Решение о безоговорочной капитуляции и добровольной сдаче своего синего опорного пункта оказалось не таким уж бессмысленным и беспощадным, как Клодии показалось сперва. Напротив, здесь было даже весело. Пускай, конечно, всё начинало развиваться в несколько неожиданном направлении, а вариант со внутришкафным подглядыванием уже давно каркнул в Лету, даже не сделав прощального финта ручкой, но участие в этой маленькой камерной пьесе, казалось, тоже сулило чего любопытного.

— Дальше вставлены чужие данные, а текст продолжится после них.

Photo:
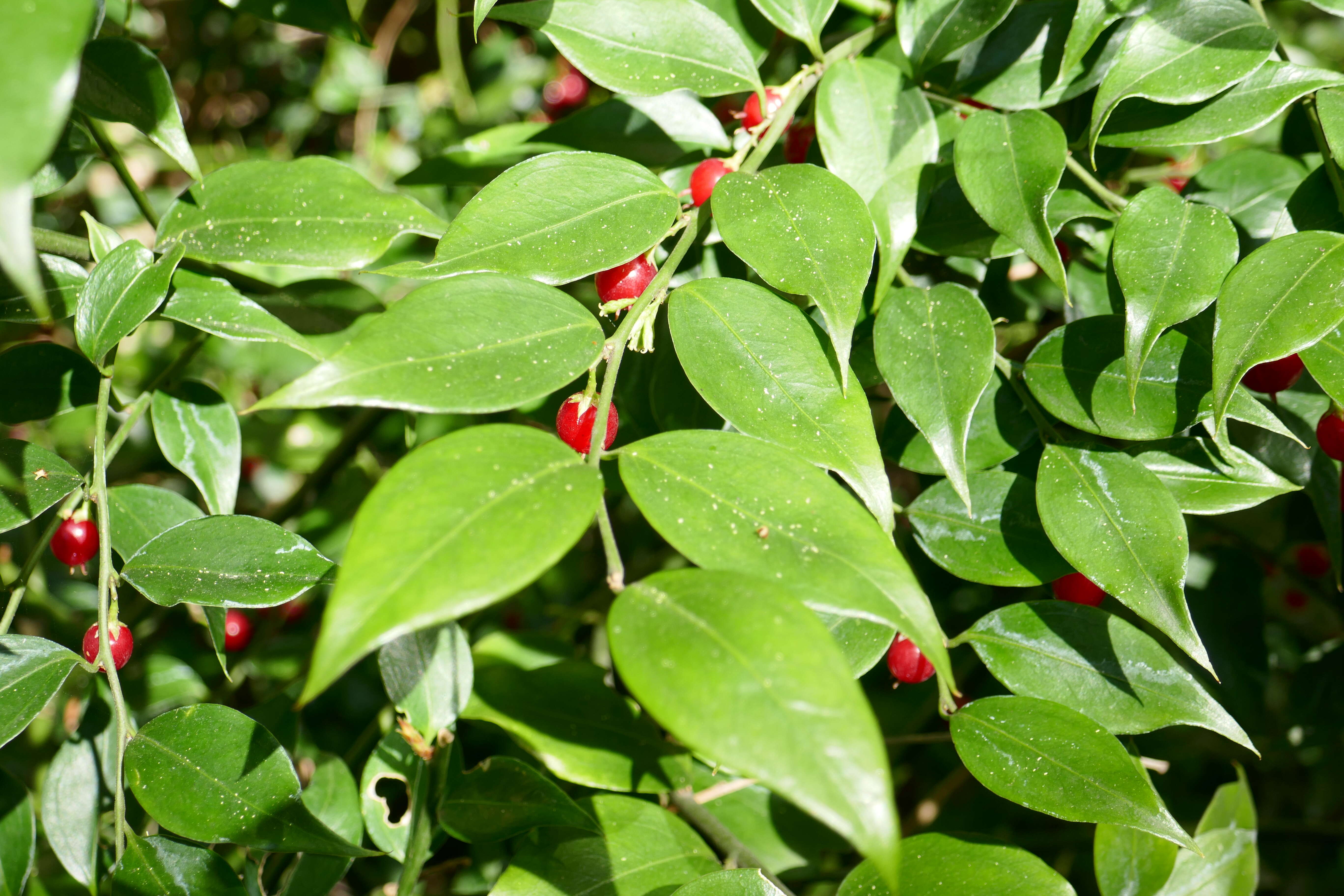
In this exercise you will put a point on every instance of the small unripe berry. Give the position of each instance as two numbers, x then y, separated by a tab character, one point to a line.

- Убили? – Девочка продолжала смотреть широко распахнутыми тёмными глазами на инспектора вплоть до его непосредственной смены своего положения в пространстве, да и то по одной лишь причине, что на установившегося вертикально инспектора смотреть теперь можно было только предварительно запрокинув вверх голову с глазами, а выходило это делом не особенно-таки естественного комфорта. Потому Сеар отцепила, наконец, свой открытый мягкий взгляд от внезапно возвысившегося над границами её удобного созерцания блюстителя правопорядка. Разумеется, среднестатистический десятилетний ребёнок вполне себе может быть в должной мере осведомлён о том, что такое Смерть и с чем её едят, но Клодия всё-таки как-то слабовато тянула на это самое звание. Нет, не того, с чем принято есть Смерть, и даже не на неё саму, а на того ребёнка, который находится где-то в середине длинных туалетных рулонов данных, явок, паролей, фамилий, встреч, дат, любовников, доходов, хищений, связей и прочей жизненной чепухи, которая всегда находится в поле зрения неусыпного ока статистики. Хотя о смерти как таковой школьница тоже имела определённое представление; кстати, недавно что-то исключительно душещипательное было в школе. Странно, почему-то ничего об этом не помнится.. ну да ладно. Кентон задержала ни на йоту не переменившийся в своей открытости и простоте взгляд на практически слившихся в лучших традициях экспериментов паркатских извергов воедино сотрудников этого самого циркового, с позволения, заведения. Довольно милые люди, только почему одного из них так перепугал какой-то ребёнок? Насколько Клодия могла помнить свою сожительницу, она была довольно большой тушкой, как на ребёнка.
- Это не он поник, это не он. – На чистом детском личике на секунду промелькнула лёгкая хмурость, но довольно быстро исчезла. Харлана она хорошо помнила, только всё диву давалась и никак не могла смекнуть, на кой же ляд этот чудесно-праздничный человек всегда так активно пытался затянуть её в сомнительные цирковые махинации. Наверное, мама и принялась таскать её в цирк чаще из-за этого. Или не из-за этого. Конечно, всей сомнительности этих махинаций Клодия всё равно не могла осознать, да и не пыталась никогда, но перспективы часто присутствовать на цирковых представлениях её определённо ничуть не прельщали. Хотя сейчас, кажется, это мнение могло начать и меняться..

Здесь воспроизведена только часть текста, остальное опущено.